A nurse is assessing a client who is at 30 wks gestation during a routine prenatal visit. Which of the following findings should the nurse report to the provider?
- A. Swelling of the face
- B. Varicose veins in the calves
- C. Nonpitting 1+ ankle edema
- D. Hyperpigmentation
Correct Answer: A
Rationale: The correct answer is A: Swelling of the face. Facial swelling in a pregnant woman at 30 weeks gestation could be a sign of preeclampsia, a serious condition characterized by high blood pressure and protein in the urine. It is important to report this finding promptly to the provider for further evaluation and management to prevent complications for both the mother and the baby. Varicose veins in the calves (B) and hyperpigmentation (D) are common in pregnancy but are not urgent issues requiring immediate reporting. Nonpitting 1+ ankle edema (C) is a common finding in pregnancy but is not as concerning as facial swelling. Make sure to report any change in the severity of edema.

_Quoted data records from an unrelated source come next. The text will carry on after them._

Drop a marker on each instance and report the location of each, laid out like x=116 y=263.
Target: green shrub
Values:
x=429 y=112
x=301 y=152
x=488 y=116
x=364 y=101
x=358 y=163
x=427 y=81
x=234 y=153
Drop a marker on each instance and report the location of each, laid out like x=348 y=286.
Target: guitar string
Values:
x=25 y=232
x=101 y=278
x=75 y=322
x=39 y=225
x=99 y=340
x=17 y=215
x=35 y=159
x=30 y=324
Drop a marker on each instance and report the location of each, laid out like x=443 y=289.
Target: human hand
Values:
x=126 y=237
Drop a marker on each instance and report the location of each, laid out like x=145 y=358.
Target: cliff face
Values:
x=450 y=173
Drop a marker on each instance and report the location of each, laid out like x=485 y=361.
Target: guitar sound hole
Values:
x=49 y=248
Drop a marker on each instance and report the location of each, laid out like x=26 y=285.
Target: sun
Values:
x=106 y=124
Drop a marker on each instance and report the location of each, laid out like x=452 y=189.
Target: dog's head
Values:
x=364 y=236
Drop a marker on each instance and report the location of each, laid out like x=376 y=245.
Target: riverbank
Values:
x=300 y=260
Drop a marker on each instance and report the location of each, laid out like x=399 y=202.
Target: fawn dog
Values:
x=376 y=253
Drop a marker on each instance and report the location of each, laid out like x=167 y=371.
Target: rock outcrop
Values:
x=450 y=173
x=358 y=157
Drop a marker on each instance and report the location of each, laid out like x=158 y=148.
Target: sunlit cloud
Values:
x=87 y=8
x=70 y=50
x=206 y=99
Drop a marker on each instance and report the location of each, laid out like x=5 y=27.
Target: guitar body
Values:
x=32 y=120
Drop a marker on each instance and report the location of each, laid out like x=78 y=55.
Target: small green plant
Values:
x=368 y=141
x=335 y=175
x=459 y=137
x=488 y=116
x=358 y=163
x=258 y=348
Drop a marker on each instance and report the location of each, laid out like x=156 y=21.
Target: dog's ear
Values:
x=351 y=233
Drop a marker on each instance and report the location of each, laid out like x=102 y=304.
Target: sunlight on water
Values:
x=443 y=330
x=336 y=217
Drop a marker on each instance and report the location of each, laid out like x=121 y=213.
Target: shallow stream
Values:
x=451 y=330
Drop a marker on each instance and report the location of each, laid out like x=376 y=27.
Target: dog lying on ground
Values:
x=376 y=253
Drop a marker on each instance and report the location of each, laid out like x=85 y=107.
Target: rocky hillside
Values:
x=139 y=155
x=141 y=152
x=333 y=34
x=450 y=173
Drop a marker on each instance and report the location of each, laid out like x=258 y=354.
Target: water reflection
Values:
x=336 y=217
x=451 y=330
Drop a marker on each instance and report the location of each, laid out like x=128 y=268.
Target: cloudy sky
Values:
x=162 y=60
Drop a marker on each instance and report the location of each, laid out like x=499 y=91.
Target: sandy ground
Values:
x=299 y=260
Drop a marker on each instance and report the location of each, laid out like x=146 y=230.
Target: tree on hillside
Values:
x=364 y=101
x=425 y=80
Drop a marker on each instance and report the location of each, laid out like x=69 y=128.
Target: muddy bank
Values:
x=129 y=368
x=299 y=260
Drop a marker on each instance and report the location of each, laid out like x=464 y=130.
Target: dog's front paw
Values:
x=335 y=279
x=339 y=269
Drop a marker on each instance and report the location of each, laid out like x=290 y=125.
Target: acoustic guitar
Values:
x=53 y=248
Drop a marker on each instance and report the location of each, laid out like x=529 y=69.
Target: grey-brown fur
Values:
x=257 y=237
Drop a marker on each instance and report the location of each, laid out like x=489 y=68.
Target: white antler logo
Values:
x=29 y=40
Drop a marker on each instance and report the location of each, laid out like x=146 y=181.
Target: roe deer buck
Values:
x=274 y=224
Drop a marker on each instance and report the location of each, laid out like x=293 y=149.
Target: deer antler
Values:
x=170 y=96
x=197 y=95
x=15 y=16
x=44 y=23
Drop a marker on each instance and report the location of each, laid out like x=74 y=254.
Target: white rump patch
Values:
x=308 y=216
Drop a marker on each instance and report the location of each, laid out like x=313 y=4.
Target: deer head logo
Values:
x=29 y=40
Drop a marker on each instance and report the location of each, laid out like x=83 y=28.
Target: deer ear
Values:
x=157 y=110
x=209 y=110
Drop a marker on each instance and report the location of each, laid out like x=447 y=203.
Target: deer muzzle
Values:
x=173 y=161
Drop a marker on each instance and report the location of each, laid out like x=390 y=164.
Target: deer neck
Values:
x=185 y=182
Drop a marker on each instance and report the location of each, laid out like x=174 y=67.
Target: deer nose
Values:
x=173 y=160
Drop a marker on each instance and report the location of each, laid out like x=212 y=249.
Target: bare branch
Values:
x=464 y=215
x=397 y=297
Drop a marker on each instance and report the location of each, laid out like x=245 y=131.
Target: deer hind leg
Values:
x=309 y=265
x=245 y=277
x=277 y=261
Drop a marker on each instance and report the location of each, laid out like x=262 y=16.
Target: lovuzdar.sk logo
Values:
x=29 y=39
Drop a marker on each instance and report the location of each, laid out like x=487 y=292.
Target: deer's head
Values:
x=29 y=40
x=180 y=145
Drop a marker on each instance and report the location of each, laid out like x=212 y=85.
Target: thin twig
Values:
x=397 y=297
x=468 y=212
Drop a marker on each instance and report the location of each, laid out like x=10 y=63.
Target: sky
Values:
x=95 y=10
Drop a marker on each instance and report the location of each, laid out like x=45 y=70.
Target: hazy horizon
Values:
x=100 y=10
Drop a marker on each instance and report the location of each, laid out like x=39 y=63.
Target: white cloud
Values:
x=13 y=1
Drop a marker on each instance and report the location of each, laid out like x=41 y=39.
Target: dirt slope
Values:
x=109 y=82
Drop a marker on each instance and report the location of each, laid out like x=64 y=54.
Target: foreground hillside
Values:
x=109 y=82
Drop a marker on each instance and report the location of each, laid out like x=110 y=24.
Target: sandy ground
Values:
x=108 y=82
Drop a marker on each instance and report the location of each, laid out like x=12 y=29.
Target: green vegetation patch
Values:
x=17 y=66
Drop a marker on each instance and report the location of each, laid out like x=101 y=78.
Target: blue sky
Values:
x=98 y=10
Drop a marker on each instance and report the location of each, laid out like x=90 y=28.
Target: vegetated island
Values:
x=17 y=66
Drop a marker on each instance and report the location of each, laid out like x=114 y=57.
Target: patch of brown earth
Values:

A nurse is preparing to administer an intramuscular (IM) injection to a 2-month-old infant. Which of the following is the preferred injection site?
- A. "Vastus lateralis"'
- B. "Deltoid muscle"'
- C. "Ventrogluteal site"'
- D. NA
Correct Answer: A
Rationale: The correct answer is A: "Vastus lateralis." For infants, the vastus lateralis muscle in the thigh is the preferred site for IM injections due to its large size, well-developed muscle mass, and minimal major blood vessels and nerves. This reduces the risk of injury and ensures proper medication absorption. The deltoid muscle (choice B) is typically used for older children and adults, not infants. The ventrogluteal site (choice C) is more commonly used for adults and older children as well. Not Applicable (choice D) does not provide any relevant information.

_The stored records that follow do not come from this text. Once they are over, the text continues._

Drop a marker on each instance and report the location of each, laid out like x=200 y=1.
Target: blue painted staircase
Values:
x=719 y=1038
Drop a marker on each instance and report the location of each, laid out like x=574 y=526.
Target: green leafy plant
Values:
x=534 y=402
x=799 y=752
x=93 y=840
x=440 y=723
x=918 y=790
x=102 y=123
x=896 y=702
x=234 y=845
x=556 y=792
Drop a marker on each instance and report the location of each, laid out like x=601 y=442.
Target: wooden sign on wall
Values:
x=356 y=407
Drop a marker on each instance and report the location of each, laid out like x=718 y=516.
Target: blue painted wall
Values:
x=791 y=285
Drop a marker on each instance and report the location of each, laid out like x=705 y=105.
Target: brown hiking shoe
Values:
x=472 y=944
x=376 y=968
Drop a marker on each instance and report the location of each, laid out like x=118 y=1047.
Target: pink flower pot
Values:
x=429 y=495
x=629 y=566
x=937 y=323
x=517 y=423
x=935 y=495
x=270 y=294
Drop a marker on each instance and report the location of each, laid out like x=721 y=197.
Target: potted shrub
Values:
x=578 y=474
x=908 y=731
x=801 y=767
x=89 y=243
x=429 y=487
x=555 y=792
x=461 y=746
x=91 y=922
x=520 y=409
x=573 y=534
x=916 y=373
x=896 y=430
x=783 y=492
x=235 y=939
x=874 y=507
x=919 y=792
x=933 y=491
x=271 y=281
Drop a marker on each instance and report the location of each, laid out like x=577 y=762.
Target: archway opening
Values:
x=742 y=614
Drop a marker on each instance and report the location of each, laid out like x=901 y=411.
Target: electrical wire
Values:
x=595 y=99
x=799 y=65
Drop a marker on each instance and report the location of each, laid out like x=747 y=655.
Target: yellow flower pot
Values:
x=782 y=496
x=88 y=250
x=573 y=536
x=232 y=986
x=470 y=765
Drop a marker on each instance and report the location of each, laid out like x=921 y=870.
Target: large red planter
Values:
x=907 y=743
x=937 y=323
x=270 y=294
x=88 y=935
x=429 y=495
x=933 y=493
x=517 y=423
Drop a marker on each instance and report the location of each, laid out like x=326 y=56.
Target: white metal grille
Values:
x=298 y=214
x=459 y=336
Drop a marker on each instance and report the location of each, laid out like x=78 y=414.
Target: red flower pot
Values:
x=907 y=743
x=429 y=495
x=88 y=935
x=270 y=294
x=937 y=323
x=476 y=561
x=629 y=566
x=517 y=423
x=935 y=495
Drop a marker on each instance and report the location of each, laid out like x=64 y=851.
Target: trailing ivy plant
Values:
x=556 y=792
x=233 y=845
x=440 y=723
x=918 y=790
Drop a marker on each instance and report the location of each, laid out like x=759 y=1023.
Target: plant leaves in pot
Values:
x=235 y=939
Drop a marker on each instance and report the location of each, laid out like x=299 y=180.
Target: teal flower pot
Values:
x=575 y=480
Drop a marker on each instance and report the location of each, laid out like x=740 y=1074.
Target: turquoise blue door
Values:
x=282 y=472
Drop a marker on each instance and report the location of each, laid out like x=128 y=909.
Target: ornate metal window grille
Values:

A nurse is caring for an infant with hypospadias. Which of the following is an expected finding?
- A. The meatal opening is on the dorsal surface of the penis.

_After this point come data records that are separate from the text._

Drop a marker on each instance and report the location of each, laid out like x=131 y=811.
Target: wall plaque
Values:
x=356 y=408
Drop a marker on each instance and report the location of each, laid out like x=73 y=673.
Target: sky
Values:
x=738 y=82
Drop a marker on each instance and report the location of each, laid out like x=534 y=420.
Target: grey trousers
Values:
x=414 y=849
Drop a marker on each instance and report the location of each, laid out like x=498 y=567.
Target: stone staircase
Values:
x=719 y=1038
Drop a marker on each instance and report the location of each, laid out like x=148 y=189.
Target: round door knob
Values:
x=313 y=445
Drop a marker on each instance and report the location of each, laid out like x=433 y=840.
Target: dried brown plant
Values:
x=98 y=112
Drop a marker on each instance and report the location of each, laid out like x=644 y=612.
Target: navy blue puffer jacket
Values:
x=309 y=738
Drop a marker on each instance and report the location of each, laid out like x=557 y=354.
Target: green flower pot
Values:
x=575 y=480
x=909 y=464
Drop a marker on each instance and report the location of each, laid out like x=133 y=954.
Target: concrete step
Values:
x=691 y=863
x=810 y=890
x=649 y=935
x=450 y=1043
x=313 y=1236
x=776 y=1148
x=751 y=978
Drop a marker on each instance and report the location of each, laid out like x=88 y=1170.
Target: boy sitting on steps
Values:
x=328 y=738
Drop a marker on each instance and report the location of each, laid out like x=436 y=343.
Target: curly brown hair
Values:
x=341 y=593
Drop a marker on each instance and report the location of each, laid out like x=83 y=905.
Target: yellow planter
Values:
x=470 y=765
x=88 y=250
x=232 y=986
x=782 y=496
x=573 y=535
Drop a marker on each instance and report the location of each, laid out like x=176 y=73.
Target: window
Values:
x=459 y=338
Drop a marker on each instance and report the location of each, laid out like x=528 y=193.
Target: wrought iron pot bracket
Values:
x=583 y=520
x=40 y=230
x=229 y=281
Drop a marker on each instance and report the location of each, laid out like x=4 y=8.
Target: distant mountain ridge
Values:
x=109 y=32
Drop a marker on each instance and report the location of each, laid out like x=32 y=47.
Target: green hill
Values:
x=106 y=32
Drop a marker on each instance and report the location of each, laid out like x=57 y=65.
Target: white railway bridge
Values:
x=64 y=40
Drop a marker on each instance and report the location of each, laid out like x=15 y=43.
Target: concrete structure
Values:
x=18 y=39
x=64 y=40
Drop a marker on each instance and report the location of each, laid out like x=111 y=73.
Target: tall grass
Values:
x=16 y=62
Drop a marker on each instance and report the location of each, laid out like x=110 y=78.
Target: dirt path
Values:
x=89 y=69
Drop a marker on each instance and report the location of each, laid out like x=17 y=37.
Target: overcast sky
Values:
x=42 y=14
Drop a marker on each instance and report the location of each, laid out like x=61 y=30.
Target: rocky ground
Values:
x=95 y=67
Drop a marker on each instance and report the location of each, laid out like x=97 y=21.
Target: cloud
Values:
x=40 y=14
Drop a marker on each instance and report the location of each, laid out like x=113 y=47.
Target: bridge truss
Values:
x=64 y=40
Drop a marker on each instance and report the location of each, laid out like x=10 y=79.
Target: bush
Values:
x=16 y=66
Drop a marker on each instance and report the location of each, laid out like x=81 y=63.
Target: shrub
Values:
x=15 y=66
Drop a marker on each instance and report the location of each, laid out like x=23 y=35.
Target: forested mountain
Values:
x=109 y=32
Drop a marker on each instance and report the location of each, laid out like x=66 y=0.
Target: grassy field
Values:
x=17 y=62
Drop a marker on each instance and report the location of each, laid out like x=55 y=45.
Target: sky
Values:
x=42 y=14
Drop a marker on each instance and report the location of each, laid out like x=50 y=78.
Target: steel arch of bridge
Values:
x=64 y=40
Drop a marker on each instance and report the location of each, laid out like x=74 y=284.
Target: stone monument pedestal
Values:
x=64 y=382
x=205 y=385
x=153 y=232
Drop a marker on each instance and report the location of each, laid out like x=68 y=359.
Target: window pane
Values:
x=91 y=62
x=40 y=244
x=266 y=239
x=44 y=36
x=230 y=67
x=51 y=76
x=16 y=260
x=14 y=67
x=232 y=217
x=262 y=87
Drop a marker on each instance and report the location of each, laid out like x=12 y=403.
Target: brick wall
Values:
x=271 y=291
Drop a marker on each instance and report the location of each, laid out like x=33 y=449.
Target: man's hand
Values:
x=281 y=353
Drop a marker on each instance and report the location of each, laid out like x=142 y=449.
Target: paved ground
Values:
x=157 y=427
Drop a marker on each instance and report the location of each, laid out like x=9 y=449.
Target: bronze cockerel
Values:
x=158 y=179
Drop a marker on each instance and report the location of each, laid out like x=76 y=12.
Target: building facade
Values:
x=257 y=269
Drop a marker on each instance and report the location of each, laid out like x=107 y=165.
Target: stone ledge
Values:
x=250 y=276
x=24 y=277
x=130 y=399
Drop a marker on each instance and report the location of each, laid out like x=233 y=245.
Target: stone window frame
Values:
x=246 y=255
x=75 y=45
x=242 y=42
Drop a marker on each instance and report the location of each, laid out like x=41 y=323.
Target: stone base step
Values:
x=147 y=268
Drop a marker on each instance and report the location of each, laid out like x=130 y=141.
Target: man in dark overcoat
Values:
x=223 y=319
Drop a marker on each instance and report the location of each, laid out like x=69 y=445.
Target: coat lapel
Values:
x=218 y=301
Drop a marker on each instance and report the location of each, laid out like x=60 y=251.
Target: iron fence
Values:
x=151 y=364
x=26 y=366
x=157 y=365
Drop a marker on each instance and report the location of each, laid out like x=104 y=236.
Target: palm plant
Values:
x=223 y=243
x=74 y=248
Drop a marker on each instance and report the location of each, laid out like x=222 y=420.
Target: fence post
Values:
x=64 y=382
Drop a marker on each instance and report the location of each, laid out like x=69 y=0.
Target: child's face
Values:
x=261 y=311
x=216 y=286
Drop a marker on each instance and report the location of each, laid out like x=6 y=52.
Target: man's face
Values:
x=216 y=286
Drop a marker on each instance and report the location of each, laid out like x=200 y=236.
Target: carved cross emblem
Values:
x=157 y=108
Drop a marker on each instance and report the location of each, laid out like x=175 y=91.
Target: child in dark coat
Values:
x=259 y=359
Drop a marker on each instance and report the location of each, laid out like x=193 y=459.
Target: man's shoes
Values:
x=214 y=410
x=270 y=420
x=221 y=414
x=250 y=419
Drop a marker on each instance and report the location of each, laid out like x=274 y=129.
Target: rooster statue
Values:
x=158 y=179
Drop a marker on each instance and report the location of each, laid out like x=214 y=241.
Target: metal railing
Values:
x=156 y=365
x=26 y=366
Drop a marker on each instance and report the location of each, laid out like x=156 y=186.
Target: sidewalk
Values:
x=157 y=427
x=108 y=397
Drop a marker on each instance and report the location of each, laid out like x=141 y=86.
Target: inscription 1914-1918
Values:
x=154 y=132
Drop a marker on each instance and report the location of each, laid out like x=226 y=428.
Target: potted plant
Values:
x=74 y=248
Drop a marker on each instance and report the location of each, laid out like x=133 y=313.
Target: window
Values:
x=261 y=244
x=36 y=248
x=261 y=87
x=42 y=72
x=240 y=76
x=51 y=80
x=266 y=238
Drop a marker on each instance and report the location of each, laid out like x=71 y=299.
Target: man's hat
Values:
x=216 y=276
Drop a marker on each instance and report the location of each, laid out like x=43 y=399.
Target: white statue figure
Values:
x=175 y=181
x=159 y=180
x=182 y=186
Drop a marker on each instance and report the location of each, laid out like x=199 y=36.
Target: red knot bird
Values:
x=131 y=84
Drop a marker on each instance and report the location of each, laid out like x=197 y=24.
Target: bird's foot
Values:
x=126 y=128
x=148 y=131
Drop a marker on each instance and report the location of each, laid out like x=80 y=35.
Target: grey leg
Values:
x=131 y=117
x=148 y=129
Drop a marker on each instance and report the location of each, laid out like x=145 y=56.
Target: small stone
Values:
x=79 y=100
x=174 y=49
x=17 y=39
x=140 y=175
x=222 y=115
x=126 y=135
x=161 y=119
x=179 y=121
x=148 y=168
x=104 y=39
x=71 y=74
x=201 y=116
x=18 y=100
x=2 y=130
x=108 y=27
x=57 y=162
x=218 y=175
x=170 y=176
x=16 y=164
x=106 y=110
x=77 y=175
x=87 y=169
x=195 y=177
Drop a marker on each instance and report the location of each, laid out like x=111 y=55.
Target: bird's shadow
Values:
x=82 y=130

- B. The urethral opening is on the underside of the penis.
- C. Fluid is present in the scrotal sac containing the testes.
- D. The testes are not palpable within the scrotal sac.
Correct Answer: B
Rationale: Hypospadias involves the urethral opening being located on the underside of the penis.
A nurse is performing a routine physical examination on an adolescent client who asks, 'Why do I have to use a condom if my girlfriend is on the pill?' Which of the following is the most appropriate response by the nurse?
- A. You need to use two forms of birth control so if one fails you have a second form of protection against pregnancy.
- B. Using a condom allows you to share the responsibility for birth control.
- C. Oral contraceptives are less than 99 percent effective in adolescents. Therefore, a second form of contraception is needed.
- D. Oral contraceptives are highly effective in preventing pregnancy but do not prevent sexually transmitted diseases.
Correct Answer: D
Rationale: The correct answer is D. The nurse should explain that while oral contraceptives are highly effective in preventing pregnancy, they do not protect against sexually transmitted diseases (STDs). This is important because even if the girlfriend is on the pill, using a condom is necessary to prevent STD transmission. Adolescents are at higher risk for STDs, so it is crucial to emphasize the importance of dual protection. Choice A is incorrect as it does not specifically address the risk of STD transmission. Choice B is incorrect because it focuses on shared responsibility rather than the health implications of using a condom. Choice C is incorrect as it emphasizes the effectiveness of oral contraceptives rather than the need for STD protection.